Wednesday, June 17, 2009

>SONATA SOFTWARE (ICICI DIRECT)

Sonata Software is a mid-tier company, which has seen a PAT CAGR of 48% over the past five years. The company is strategically expanding in new geographies (Middle East). We believe the current valuations make it a compelling buy…

Company background
Sonata Software is a Bangalore headquartered company having offices across the globe in the US, Europe, Middle East and Asia Pacific.

The company’s portfolio of services includes IT consulting, product engineering services, travel solutions, application development, application management, managed testing, business intelligence, infrastructure management and packaged applications. It serves segments like manufacturing, travel transport & logistics, independent software vendors (ISV), BFSI, telecom and construction.

Investment arguments

Entering new geographies
Through the years, the company has expanded its geographical presence both organically and inorganically. For the European region, it formed a joint venture with TUI, Europe’s largest tourism group. Sonata has a majority stake in TUI InfoTec, which provides a portfolio of services comprising IT operations and IT services.

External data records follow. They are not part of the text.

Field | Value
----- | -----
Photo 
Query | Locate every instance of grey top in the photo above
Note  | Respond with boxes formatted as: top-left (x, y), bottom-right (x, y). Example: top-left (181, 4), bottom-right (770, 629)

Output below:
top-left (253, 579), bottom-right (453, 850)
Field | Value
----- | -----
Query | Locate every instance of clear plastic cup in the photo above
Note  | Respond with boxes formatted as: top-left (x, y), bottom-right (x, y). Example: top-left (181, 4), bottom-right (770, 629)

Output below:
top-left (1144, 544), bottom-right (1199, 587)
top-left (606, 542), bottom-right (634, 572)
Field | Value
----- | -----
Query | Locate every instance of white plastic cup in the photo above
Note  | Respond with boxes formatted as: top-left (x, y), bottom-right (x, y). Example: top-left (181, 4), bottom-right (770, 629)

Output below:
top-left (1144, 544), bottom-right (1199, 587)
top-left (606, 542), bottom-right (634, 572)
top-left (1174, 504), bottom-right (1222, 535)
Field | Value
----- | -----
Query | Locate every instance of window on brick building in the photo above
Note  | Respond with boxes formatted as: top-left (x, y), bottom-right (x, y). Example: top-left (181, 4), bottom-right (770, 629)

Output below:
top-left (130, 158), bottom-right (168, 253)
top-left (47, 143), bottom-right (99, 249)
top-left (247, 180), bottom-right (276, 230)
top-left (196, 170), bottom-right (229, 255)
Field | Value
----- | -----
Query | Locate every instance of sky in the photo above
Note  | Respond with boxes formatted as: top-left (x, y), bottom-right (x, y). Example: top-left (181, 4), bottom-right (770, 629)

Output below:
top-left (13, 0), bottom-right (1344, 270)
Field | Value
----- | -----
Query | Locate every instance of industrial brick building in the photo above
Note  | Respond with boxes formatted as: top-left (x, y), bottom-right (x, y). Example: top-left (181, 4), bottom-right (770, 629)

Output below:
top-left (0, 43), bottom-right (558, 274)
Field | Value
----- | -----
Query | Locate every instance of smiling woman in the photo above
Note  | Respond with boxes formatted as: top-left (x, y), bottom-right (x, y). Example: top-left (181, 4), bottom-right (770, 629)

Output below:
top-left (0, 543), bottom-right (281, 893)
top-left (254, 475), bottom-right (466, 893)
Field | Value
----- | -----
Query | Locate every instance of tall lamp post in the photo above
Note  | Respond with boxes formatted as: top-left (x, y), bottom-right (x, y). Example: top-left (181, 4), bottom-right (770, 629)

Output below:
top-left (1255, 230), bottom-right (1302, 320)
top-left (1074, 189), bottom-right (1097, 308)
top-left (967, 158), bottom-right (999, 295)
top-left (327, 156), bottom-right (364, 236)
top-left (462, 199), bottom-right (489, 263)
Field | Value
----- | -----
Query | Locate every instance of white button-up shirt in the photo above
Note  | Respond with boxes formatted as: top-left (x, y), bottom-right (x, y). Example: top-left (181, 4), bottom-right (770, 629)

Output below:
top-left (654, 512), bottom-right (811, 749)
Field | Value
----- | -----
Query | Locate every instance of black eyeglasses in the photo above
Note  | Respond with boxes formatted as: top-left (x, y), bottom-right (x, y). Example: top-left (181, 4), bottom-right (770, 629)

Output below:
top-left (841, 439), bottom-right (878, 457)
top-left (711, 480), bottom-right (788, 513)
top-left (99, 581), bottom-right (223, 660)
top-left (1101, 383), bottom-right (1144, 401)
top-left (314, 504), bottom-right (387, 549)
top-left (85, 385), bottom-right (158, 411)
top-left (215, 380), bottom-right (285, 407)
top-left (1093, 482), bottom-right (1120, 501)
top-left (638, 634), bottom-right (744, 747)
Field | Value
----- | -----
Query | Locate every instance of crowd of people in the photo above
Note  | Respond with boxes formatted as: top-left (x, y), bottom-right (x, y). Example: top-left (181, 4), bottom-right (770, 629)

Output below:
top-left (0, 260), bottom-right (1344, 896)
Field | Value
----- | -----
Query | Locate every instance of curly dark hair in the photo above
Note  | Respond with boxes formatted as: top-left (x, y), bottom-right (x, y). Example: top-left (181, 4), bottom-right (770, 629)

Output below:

TUI InfoTec's basket of IT operations includes infrastructure management, helpdesk and hosting services, while it offers IT services such as application development, application management, business intelligence and managed testing.
The company is currently trying to offshore a lot of work, which is currently being done in Germany, to its development centres in India. TUI InfoTec employs around 440 IT professionals in Germany. The company has recently opened up a 100% subsidiary in Dubai to cater to the growing demand of the Middle East market.

Well diversified in terms of geography
The company has a good mix of business coming from the international and domestic market in the ratio of 60:40. We believe this augurs well for the company, as in comparison to some of the other peers in the sector it is not totally dependent on international clients for its growth.

Looking at acquisitions for growth
The company has cash of Rs 8 per share, which makes the valuations even more attractive. Sonata is looking at acquisitions to further fuel its growth and is looking at companies with $50 million revenue with mature business models. It is also looking at companies specialising in niche markets.

Risks & concerns
With the reduction in IT spend globally clients are asking for price cuts, which could affect margins, going ahead. The company also has a large dependence on the travel segment the IT spend of which is largely discretionary and within such global uncertainty would take time to revive.